Razões socioculturais:

•             Baixos índices educacionais da população, o que se reflete na escolha de seus péssimos representantes. Esses mesmos índices vergonhosos de educação formal resultam em toda a sorte de subempregos, favorecimentos espúrios por alguns trocados a mais e apatia cultural. Atraso, enfim. Bom exemplo da falta que faz o estudo é a questão prisional. É sabido que as penitenciárias com projetos sólidos de ressocialização baseados em estudo, trabalho e religião conseguem resultados importantes no caminho da recuperação de parte dos apenados e sua inserção no mercado de trabalho na vida após as grades. E essa parece ser, inclusive, importante via para o enfraquecimento das fações, pois, elas se fortalecem justamente pela ausência de perspectiva para os presos e pela desassistência de suas famílias, que passam a ser cobertas pelo assistencialismo dos “irmãos melhor estruturados”, assim que o detento faz a escolha por uma das organizações criminosas.

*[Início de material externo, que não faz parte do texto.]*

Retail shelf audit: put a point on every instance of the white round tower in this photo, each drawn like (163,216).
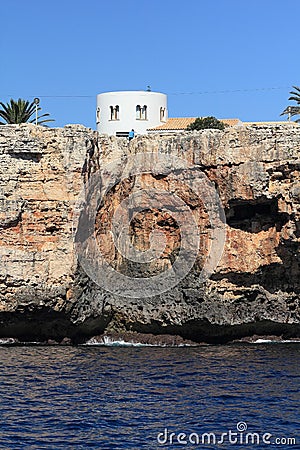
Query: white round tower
(119,112)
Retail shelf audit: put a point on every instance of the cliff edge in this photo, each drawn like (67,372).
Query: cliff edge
(48,210)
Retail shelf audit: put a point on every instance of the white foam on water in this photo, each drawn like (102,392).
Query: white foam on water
(109,342)
(5,341)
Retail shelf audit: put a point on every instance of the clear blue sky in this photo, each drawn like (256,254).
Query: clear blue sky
(191,50)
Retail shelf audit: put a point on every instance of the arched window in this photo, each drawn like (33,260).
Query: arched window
(144,113)
(114,112)
(117,109)
(138,112)
(111,112)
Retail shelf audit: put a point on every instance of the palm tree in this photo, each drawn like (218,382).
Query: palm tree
(293,110)
(21,111)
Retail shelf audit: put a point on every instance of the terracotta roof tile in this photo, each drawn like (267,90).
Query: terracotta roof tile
(272,123)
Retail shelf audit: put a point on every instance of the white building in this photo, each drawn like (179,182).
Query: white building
(119,112)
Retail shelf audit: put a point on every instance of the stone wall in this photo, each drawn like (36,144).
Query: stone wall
(255,288)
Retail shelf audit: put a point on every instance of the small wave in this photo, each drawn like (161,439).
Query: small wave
(109,342)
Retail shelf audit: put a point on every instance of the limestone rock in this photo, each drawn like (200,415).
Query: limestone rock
(45,293)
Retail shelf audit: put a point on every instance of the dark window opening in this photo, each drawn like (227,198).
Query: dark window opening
(255,215)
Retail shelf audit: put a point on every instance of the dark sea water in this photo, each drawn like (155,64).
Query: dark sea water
(129,397)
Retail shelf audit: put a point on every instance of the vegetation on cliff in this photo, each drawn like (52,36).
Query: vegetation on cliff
(206,122)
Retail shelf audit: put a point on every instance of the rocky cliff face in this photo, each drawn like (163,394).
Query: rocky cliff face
(49,198)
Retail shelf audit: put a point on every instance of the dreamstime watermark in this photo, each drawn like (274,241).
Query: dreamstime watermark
(239,436)
(179,177)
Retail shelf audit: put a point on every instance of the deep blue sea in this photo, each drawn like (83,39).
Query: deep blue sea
(150,397)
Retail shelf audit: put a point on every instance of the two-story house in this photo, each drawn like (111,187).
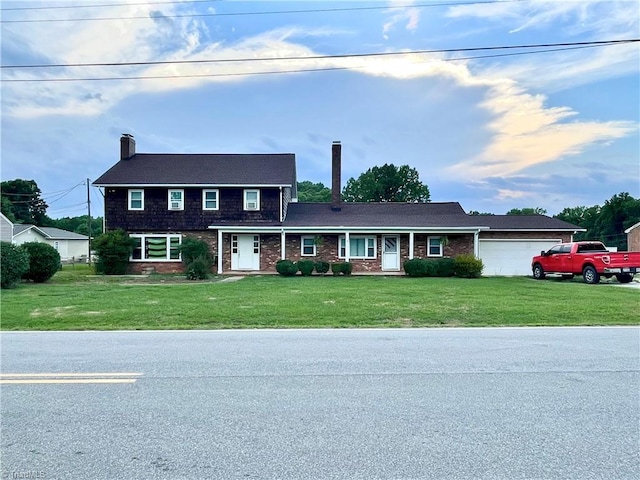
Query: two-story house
(245,207)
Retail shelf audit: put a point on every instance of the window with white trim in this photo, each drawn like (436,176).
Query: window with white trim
(359,247)
(308,246)
(156,247)
(252,199)
(434,247)
(136,200)
(210,199)
(176,199)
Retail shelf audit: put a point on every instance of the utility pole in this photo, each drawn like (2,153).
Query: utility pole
(89,221)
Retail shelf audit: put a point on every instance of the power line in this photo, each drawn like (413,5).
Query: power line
(274,12)
(323,69)
(321,57)
(59,7)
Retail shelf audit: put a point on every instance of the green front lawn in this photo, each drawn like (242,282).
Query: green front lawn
(76,300)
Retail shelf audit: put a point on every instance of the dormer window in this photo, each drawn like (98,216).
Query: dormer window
(136,200)
(252,199)
(176,199)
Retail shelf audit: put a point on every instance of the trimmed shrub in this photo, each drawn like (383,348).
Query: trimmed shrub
(13,264)
(347,268)
(199,269)
(286,268)
(468,266)
(336,268)
(193,248)
(113,250)
(322,267)
(344,268)
(44,261)
(416,267)
(443,267)
(306,267)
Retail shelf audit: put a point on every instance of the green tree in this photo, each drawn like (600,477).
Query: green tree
(387,183)
(77,224)
(527,211)
(313,192)
(616,215)
(26,204)
(7,209)
(584,217)
(605,223)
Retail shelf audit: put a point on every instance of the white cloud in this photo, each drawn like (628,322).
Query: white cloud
(410,17)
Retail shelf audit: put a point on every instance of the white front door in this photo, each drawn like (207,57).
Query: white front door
(390,253)
(245,252)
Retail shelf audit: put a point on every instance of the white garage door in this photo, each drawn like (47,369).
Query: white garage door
(511,257)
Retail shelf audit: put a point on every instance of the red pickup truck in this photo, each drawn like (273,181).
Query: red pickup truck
(589,259)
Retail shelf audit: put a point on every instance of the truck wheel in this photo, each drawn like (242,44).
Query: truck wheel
(624,277)
(538,272)
(590,275)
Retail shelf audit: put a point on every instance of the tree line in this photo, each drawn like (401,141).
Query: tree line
(22,203)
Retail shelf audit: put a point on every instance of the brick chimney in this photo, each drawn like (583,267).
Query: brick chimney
(127,146)
(336,166)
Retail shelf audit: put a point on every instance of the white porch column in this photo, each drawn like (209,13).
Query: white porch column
(219,252)
(411,240)
(347,250)
(283,240)
(476,243)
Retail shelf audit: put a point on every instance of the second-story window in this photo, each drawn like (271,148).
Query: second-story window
(176,199)
(136,199)
(210,200)
(252,199)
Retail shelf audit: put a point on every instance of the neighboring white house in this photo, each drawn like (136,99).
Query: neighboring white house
(70,245)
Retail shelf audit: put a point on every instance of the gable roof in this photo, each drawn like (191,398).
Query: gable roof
(526,222)
(414,215)
(384,214)
(50,233)
(145,169)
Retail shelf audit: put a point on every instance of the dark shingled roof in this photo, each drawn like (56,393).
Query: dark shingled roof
(417,215)
(202,169)
(525,222)
(386,214)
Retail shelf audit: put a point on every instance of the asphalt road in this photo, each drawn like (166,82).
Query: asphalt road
(496,403)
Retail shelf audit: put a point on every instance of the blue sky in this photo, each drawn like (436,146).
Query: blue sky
(549,130)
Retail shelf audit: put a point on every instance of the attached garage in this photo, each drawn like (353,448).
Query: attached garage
(511,257)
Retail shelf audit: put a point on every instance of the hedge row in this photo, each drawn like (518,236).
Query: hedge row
(288,268)
(463,266)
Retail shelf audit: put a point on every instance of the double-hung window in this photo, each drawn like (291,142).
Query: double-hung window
(308,247)
(136,200)
(434,247)
(176,199)
(156,247)
(210,200)
(359,247)
(252,199)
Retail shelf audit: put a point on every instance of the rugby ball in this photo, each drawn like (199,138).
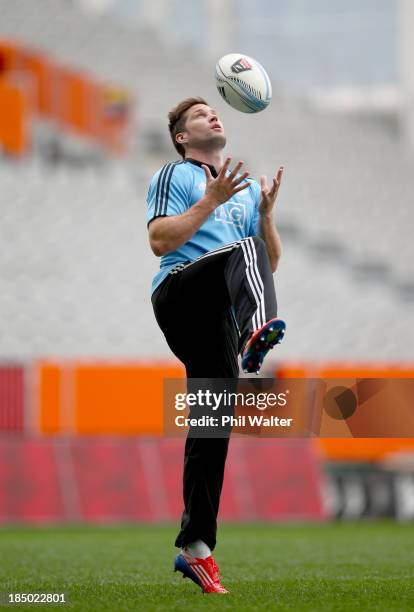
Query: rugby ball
(243,83)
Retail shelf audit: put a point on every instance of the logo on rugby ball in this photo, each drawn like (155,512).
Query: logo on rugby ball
(241,66)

•             Pais e familiares omissos na educação dos jovens: esta eu modestamente entendo como a razão mais determinante. Casado com veterana e competente professora do ensino médio, somos testemunhas da degradação do nível educacional da maioria dos alunos. Educação familiar, frise-se, aquela que vem de pai e de mãe. Não mexer nas coisas dos outros, respeitar os mais velhos, devolver o brinquedo do amiguinho, obedecer aos bons e velhos "limites". Os alunos de hoje, em geral, são desrespeitosos, malcriados e arrogantes (e nas escolas particulares o quadro não é melhor, sabiam?). A parte boa ainda está preservada e sempre existirá – serão os líderes de amanhã. Entretanto, a quantidade de marginaizinhos já é assustadora e está aumentando. Os pais, quando estão juntos, atribuem à escola a missão de educar as criaturas (quando não delegam isso ao Serviço Militar). Na falta de tempo para as crianças, enchem-nas de presentes e doces, gerando jovens inseguros, desobedientes e….obesos. Quando os pais são separados, a criança é deixada sob os cuidados das creches, de parentes ou vizinhos e fica lá, empinando pipa em laje. É crônica de uma morte anunciada, como já nos dizia Gabriel Garcia Marques – e que ocorrerá até os 27 anos, pois, esta é a expectativa de vida dos envolvidos com o tráfico.

•             A disseminação do comportamento vadio e da cultura da desobediência: incrível como a população brasileira se identifica com a “chinelagem” e cultua cantores medíocres e suas músicas chulas, que empobrecem nossa rica música popular, mas, que trazem inexplicável audiência a programas populares de péssimo gabarito. Sem falar no Big Brother e demais novelas de prostituição explícita dos valores mais afetos às famílias tradicionais. Meninas jovens, principalmente, se comportam em público de forma leviana, sexualizada, sem pudores, pulando etapas e antecipando as experiências de sexo e álcool de vidas adultas promíscuas. O caro leitor não se iluda: meninas de 16 anos hoje raramente são virgens, já bebem todas nas baladinhas e muitas experimentaram maconha. E – para piorar – adoram os bandidos, os traficantes e os cafajestes. Delegadas de polícia se vestem qual garotas de programa na "night" e esperam, em troca, respeito pela função. Policiais civis e militares se exibem em fotos e filmes eróticos aos montes, em sites do padrão "caiu na net", trajando peças de uniformes de suas corporações como se não fossem sagradas, e continuam na profissão, pois não há um mafrudo para mandar embora um péssimo exemplo desses, porque um juizinho que passou a faculdade colando, fazendo militância do lado errado do ativismo ideológico e fumando maconha, irá reintegrar a criatura em primeira instância.

Razões individuais:

•             Não adianta tentar atribuir a responsabilidade total a terceiros: ao fim e ao cabo, a escolha na hora H é do indivíduo. Ele tem 10 anos e está com uma arma na mão; pode ter sido criado em meio à violência, sem pai e mãe, e ter sofrido abusos de toda a sorte. Porém, antes de puxar o gatilho, ele faz uma escolha. E é por essa razão que a questão da maioridade penal precisa ser rediscutida. O criminoso não deve ser julgado pela idade que tem, mas, sim, pelo crime que cometeu.  Concordo que uma criança cumpra a pena em separado dos demais presos. Concordo que tenha maior atenção do estado. E sugiro até uma fórmula de redução da penalidade, proporcional à tenra idade, porém não maior que 20%.  Mas, que os menores infratores precisam ser julgados como o são os adultos, isso precisa.  Afinal, a escolha foi deles.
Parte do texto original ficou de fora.